While the government will focus almost all of its efforts on the five priority low-emissions technologies, the roadmap includes a hierarchy of other technological approaches to reducing emissions.

The government will look to remove barriers to “emerging and enabling technologies”, such as energy efficiency and electric car charging infrastructure.

“Emerging and enabling technologies will be included in the mandates of our technology investment agencies,” Mr Taylor told the National Press Club.

“Over time they may become priorities for us or they may drop off all together.”

There will be a “watching brief” approach to prospective technology being developed overseas, like small modular reactors and direct air capture.

On the bottom rung is solar, wind, coal and gas, all of which have been categorised as “mature technologies” that the government will only invest in when there is a clear market failure or where it would save jobs.

Labor’s Shadow Energy Minister Mark Butler described the roadmap as “useful” but argued it was not a comprehensive energy policy.

He said there was little point in having a roadmap it it had no destination.

“This is a roadmap to nowhere” Mr Butler said.

He also added it would do nothing for investment in the energy sector nor create jobs.

“There’s nothing in this roadmap that hasn’t been very well understood for years,” he said.
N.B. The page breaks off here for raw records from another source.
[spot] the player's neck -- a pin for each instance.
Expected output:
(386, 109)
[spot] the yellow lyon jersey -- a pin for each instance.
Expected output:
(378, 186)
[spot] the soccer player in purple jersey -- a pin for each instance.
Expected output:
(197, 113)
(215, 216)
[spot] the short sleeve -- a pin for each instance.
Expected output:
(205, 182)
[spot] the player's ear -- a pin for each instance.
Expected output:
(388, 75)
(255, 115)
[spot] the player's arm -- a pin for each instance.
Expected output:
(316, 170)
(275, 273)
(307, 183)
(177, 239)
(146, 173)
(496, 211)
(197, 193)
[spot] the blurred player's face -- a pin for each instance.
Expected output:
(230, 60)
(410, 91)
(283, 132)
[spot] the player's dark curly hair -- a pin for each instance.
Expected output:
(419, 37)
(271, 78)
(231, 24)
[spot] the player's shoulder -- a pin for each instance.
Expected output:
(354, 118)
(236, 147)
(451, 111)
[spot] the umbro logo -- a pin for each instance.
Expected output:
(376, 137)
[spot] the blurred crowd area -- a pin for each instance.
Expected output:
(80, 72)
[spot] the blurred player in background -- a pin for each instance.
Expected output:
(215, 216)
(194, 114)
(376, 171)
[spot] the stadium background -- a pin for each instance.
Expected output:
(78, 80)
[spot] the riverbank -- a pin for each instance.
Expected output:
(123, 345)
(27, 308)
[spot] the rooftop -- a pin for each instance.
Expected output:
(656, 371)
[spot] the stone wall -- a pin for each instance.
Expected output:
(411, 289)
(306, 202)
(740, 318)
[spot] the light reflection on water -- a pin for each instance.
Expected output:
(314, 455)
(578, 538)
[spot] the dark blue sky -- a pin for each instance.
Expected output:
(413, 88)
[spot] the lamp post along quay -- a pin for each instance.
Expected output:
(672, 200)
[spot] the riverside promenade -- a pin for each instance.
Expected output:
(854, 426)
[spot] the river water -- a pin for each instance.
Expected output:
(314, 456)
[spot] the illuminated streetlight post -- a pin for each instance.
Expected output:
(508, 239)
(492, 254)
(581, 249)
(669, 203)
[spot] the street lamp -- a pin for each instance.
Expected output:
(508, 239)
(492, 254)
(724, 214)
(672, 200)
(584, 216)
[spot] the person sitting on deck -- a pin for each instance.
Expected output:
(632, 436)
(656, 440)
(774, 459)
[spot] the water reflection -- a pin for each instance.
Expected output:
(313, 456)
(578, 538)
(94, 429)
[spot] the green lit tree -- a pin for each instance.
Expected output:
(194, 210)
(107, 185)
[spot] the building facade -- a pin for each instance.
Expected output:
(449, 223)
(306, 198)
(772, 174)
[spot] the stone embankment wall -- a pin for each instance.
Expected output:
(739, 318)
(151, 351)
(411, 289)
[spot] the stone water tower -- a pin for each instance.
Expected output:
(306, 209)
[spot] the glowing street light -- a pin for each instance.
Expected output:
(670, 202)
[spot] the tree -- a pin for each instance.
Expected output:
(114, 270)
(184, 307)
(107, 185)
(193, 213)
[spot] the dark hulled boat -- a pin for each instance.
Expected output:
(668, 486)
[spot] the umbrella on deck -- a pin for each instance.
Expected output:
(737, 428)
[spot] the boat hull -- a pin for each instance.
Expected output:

“To make an actual difference to Australian households and businesses you don’t need a description of technology that’s happening in the private sector around the world, you need an energy policy.

“You need investment rules that will actually see this technology built rather than just be written about.”

The Climate Council environmental think tank responded by expressing its strong concerns about the federal government’s technology roadmap because it emphasises the continued use of fossil fuels.

“How many roads must the Liberal-National government walk down before it has a viable climate plan?” asked the Climate Council’s CEO Amanda McKenzie.

“This is supposed to be a plan to get down pollution, but it bypasses solutions that are ready now and it will not significantly reduce emissions for more than a decade.

“Why is the Liberal-National government pushing fossil fuels which are driving more intense bushfires?” she said.

“The government must step up and set a target of net zero emissions well before 2050.

“Most other countries, including the United Kingdom, will take a net zero emissions target to the next international climate negotiations while Australia will be showing up with a marketing brochure,” she said.